The first of a new weekly column...
At weekends, my teenagers sleep through breakfast. They sleep through lunch, too. They would probably sleep through tea too and become completely nocturnal, like glow worms, if hunger didn't wake them.
I fling back the curtains. I clatter about with the hoover. I poke the cat - curled up on my 17-year-old's duvet - so that he sinks his teeth into the nearest ankle. But they sleep on regardless, as if the daylight hours were meant for dreaming.
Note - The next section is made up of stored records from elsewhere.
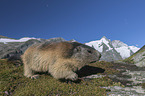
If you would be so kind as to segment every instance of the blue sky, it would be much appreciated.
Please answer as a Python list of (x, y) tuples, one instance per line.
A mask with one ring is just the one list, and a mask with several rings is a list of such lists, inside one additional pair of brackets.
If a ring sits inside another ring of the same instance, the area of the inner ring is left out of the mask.
[(145, 44), (145, 0), (0, 0), (0, 35)]

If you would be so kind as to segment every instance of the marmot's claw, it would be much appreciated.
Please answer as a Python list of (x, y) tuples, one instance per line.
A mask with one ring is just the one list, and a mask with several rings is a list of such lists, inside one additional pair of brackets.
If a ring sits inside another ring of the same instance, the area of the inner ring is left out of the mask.
[(74, 74), (67, 76), (66, 79), (70, 79), (72, 81), (75, 81), (78, 79), (78, 75), (76, 73), (74, 73)]
[(31, 79), (38, 79), (39, 78), (39, 75), (33, 75), (31, 76)]
[(85, 81), (85, 79), (84, 78), (78, 78), (79, 80), (82, 80), (82, 81)]
[(74, 78), (72, 78), (73, 81), (75, 81), (75, 80), (77, 80), (77, 79), (78, 79), (78, 77), (74, 77)]

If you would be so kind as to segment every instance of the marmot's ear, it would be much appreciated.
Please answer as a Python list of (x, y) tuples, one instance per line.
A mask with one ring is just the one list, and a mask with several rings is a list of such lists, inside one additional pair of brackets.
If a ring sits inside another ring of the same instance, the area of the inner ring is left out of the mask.
[(81, 51), (81, 46), (77, 46), (75, 49), (74, 49), (74, 52), (79, 52)]

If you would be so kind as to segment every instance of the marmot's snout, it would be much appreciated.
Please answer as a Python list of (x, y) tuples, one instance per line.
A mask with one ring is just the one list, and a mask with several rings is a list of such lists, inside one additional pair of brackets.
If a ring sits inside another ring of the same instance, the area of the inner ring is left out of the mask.
[(98, 60), (100, 60), (100, 58), (101, 58), (101, 53), (100, 52), (97, 52), (98, 53)]
[(97, 61), (100, 60), (101, 58), (101, 54), (99, 51), (95, 50), (94, 48), (88, 47), (85, 48), (85, 50), (83, 50), (83, 52), (85, 53), (84, 56), (86, 56), (84, 58), (84, 60), (86, 60), (88, 63), (95, 63)]
[(94, 62), (97, 62), (100, 60), (101, 53), (99, 51), (95, 50), (95, 52), (93, 52), (92, 54), (94, 54), (94, 55), (93, 55), (93, 59), (92, 59), (91, 63), (94, 63)]

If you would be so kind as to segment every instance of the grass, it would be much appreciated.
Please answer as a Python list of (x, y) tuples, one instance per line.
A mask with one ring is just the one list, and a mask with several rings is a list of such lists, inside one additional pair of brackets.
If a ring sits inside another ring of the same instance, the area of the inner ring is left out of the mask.
[[(121, 86), (120, 82), (113, 82), (107, 76), (117, 72), (116, 70), (111, 69), (110, 66), (112, 66), (111, 63), (101, 61), (92, 64), (92, 67), (88, 67), (98, 69), (98, 72), (93, 74), (106, 75), (102, 78), (84, 79), (79, 82), (60, 82), (48, 74), (42, 74), (40, 78), (35, 80), (26, 78), (23, 76), (22, 65), (16, 66), (15, 62), (8, 62), (3, 59), (0, 60), (0, 95), (106, 96), (108, 90), (101, 87), (115, 85)], [(79, 74), (81, 75), (82, 73), (80, 72)]]
[(142, 86), (142, 88), (144, 88), (144, 89), (145, 89), (145, 83), (142, 83), (142, 84), (141, 84), (141, 86)]

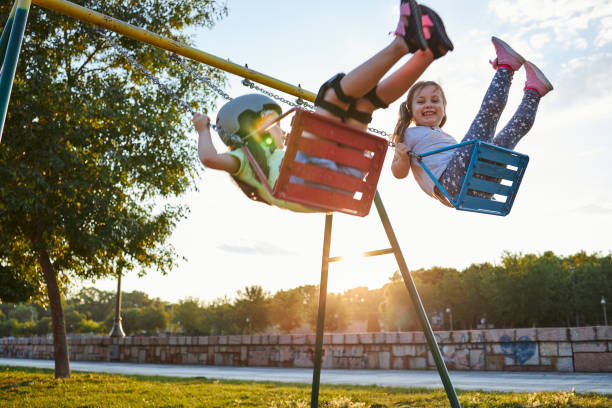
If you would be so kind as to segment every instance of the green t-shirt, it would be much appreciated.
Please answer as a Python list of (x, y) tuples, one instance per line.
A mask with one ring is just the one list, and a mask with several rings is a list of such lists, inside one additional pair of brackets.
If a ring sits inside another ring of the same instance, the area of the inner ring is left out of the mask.
[[(232, 174), (232, 176), (238, 178), (240, 181), (243, 181), (247, 183), (248, 185), (253, 186), (255, 189), (257, 189), (259, 196), (262, 198), (262, 200), (264, 200), (268, 204), (271, 204), (271, 205), (274, 205), (280, 208), (285, 208), (287, 210), (291, 210), (295, 212), (307, 212), (307, 213), (321, 212), (321, 210), (316, 210), (314, 208), (305, 207), (297, 203), (290, 203), (289, 201), (279, 200), (273, 197), (268, 191), (268, 189), (266, 189), (266, 187), (263, 184), (261, 184), (261, 182), (259, 181), (259, 178), (257, 177), (255, 170), (253, 170), (253, 168), (251, 167), (251, 164), (249, 163), (249, 159), (246, 157), (244, 150), (237, 149), (237, 150), (230, 151), (228, 153), (240, 161), (240, 168), (238, 169), (237, 172)], [(272, 152), (268, 156), (268, 168), (270, 169), (270, 173), (268, 175), (268, 183), (273, 189), (274, 189), (274, 184), (276, 184), (276, 180), (278, 179), (278, 175), (280, 172), (280, 165), (283, 161), (284, 156), (285, 156), (285, 151), (282, 149), (275, 149), (274, 152)]]

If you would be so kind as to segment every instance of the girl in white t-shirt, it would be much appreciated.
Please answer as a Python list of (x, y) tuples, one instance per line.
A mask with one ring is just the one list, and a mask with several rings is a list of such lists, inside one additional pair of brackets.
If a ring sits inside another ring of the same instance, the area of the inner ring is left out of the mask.
[[(542, 71), (514, 51), (499, 38), (492, 38), (497, 58), (491, 61), (496, 69), (485, 94), (480, 110), (462, 142), (482, 140), (514, 149), (518, 141), (531, 129), (540, 98), (553, 89)], [(510, 122), (495, 135), (499, 117), (506, 106), (514, 72), (525, 67), (527, 80), (523, 100)], [(409, 127), (414, 122), (416, 126)], [(427, 151), (457, 144), (441, 127), (446, 122), (446, 97), (442, 87), (433, 81), (421, 81), (412, 86), (406, 101), (400, 106), (400, 117), (395, 127), (397, 143), (391, 170), (396, 178), (405, 178), (413, 169), (419, 186), (427, 194), (449, 205), (435, 183), (409, 152), (422, 154)], [(494, 137), (495, 136), (495, 137)], [(447, 150), (423, 158), (425, 165), (440, 181), (451, 197), (455, 197), (463, 183), (473, 146)]]

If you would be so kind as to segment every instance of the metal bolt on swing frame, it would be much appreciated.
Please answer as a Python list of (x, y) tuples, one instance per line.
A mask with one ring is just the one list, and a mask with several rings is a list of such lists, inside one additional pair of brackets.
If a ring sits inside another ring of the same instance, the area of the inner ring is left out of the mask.
[[(123, 21), (120, 21), (110, 16), (106, 16), (104, 14), (95, 12), (93, 10), (89, 10), (85, 7), (78, 6), (68, 1), (65, 1), (65, 0), (16, 0), (13, 5), (11, 14), (9, 15), (7, 24), (5, 25), (4, 30), (2, 32), (2, 36), (0, 37), (0, 62), (2, 64), (2, 73), (0, 74), (0, 138), (2, 136), (2, 127), (4, 125), (4, 120), (6, 118), (6, 113), (8, 110), (10, 92), (11, 92), (12, 83), (13, 83), (13, 79), (15, 75), (17, 61), (19, 58), (19, 51), (21, 48), (21, 43), (23, 40), (24, 31), (25, 31), (27, 15), (28, 15), (28, 11), (29, 11), (31, 3), (34, 3), (41, 7), (46, 7), (50, 10), (57, 11), (67, 16), (76, 18), (80, 21), (84, 21), (84, 22), (117, 32), (119, 34), (125, 35), (137, 41), (147, 43), (147, 44), (156, 46), (158, 48), (162, 48), (167, 51), (180, 54), (184, 57), (187, 57), (187, 58), (199, 61), (199, 62), (203, 62), (207, 65), (214, 66), (218, 69), (222, 69), (224, 71), (242, 76), (245, 79), (250, 79), (260, 84), (270, 86), (281, 92), (285, 92), (285, 93), (294, 95), (300, 99), (314, 102), (315, 95), (311, 92), (304, 91), (300, 87), (294, 87), (292, 85), (278, 81), (274, 78), (268, 77), (266, 75), (260, 74), (255, 71), (252, 71), (248, 68), (243, 68), (241, 66), (230, 63), (221, 58), (215, 57), (211, 54), (207, 54), (202, 51), (196, 50), (192, 47), (188, 47), (188, 46), (179, 44), (176, 41), (163, 38), (157, 34), (148, 32), (141, 28), (127, 24)], [(192, 113), (190, 109), (186, 109), (186, 110)], [(379, 131), (376, 131), (375, 133), (381, 134), (381, 132)], [(410, 293), (412, 302), (414, 304), (419, 320), (423, 327), (423, 331), (425, 333), (425, 337), (427, 339), (427, 344), (429, 345), (430, 352), (432, 353), (432, 356), (436, 363), (436, 367), (440, 374), (440, 378), (442, 379), (442, 383), (444, 384), (444, 389), (446, 390), (446, 394), (448, 396), (450, 405), (453, 408), (458, 408), (461, 405), (457, 398), (457, 394), (455, 393), (455, 390), (453, 388), (452, 382), (448, 375), (448, 371), (444, 364), (444, 359), (442, 358), (442, 354), (440, 353), (440, 349), (438, 348), (438, 345), (435, 341), (433, 331), (431, 330), (431, 326), (429, 325), (429, 321), (427, 319), (427, 315), (423, 308), (423, 304), (419, 298), (414, 282), (412, 281), (412, 277), (410, 276), (410, 272), (408, 271), (408, 268), (406, 266), (406, 262), (404, 260), (401, 249), (399, 247), (399, 243), (397, 242), (397, 239), (393, 232), (393, 228), (391, 227), (391, 222), (389, 221), (389, 217), (387, 216), (387, 213), (382, 204), (382, 199), (380, 198), (380, 195), (378, 194), (378, 192), (376, 192), (375, 194), (374, 202), (376, 204), (376, 209), (378, 210), (378, 214), (380, 216), (381, 222), (387, 234), (387, 238), (389, 239), (389, 242), (391, 244), (391, 248), (386, 249), (386, 250), (381, 250), (381, 251), (371, 251), (371, 255), (379, 255), (379, 254), (385, 254), (385, 253), (391, 253), (391, 252), (395, 255), (395, 258), (397, 260), (397, 263), (399, 265), (399, 268), (402, 274), (402, 278), (404, 279), (404, 283), (406, 285), (408, 292)], [(314, 359), (315, 361), (314, 361), (313, 381), (312, 381), (311, 407), (318, 407), (321, 360), (322, 360), (322, 354), (323, 354), (322, 351), (323, 351), (323, 331), (324, 331), (324, 323), (325, 323), (325, 301), (326, 301), (326, 296), (327, 296), (327, 274), (328, 274), (329, 262), (333, 262), (338, 259), (338, 258), (330, 258), (329, 256), (329, 250), (330, 250), (330, 244), (331, 244), (332, 217), (333, 215), (331, 213), (328, 213), (325, 219), (325, 236), (324, 236), (324, 242), (323, 242), (321, 286), (320, 286), (319, 311), (318, 311), (318, 321), (317, 321), (317, 334), (316, 334), (315, 359)]]

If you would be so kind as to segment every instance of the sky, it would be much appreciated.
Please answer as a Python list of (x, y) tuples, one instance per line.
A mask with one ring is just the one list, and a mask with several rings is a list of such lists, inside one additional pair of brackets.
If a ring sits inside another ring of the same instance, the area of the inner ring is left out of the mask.
[[(210, 30), (195, 32), (195, 47), (316, 92), (335, 73), (349, 71), (392, 40), (398, 3), (228, 0), (228, 16)], [(393, 152), (387, 154), (378, 191), (408, 267), (463, 269), (473, 263), (499, 263), (505, 251), (609, 254), (612, 143), (606, 122), (612, 106), (612, 1), (423, 4), (444, 19), (455, 45), (422, 79), (443, 86), (448, 100), (444, 130), (456, 139), (467, 131), (493, 76), (488, 63), (494, 58), (492, 35), (540, 67), (555, 89), (542, 99), (535, 125), (516, 148), (528, 154), (530, 162), (506, 217), (444, 207), (424, 194), (412, 176), (395, 179), (390, 170)], [(228, 79), (230, 95), (252, 92), (241, 85), (241, 78), (228, 74)], [(499, 129), (518, 106), (524, 81), (520, 70)], [(377, 111), (371, 126), (391, 133), (398, 107), (396, 102)], [(196, 140), (195, 131), (191, 137)], [(219, 140), (215, 144), (223, 150)], [(181, 197), (191, 212), (169, 241), (184, 260), (167, 275), (127, 275), (122, 281), (125, 291), (141, 290), (171, 302), (187, 297), (210, 302), (233, 297), (249, 285), (274, 293), (319, 283), (324, 214), (253, 203), (226, 173), (215, 170), (202, 172), (198, 188)], [(331, 256), (389, 246), (375, 208), (365, 218), (334, 215)], [(333, 263), (328, 290), (381, 287), (397, 269), (392, 255)], [(114, 290), (116, 282), (82, 285)]]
The simplest option, of course, would be to leave them alone. But I can't. I pretend it's for their own good. They shouldn't be lying there, I think crossly, sleeping their lives away. They should be outside in the fresh air, taking in huge lungfuls of London pollution. Or wide awake, revising Maths.
After all, I've been up since six. I've mown the lawn, been to Sainsbury's and put out the washing. I would have done all this whether or not there were teenagers lying like logs in the upstairs bedrooms, but their complete stillness - like stone effigies in a cathedral - makes my frantic activity even more heroic.
I'm working my fingers to the bone, I think, as I squirt Limelite round the taps. I don't care what scientists say about teenage body clocks (wide awake to watch horror films at 1am, but strangely morose over Shreddies at 7am). I just don't want to be the only one in the house rushing around like a trapped bluebottle.
We went to see old friends at the weekend who have a nine-year-old son. (We left the teenagers sleeping.) 'It must be great for you these days,' said Roger wistfully. 'You can have a lie-in whenever you want.'
That's when I realised why the blissful dreams of teenagers make me so mad. I'm jealous. I can't sleep late any more. They spent years training me to respond to terrifying emergencies - nightmares, lost teddies, projectile vomiting. So now the tiniest disturbance - the milkman, a crow, sunlight - has me sitting bolt upright, heart pounding.
And if I can't enjoy a lie-in, I don't see why anyone else should.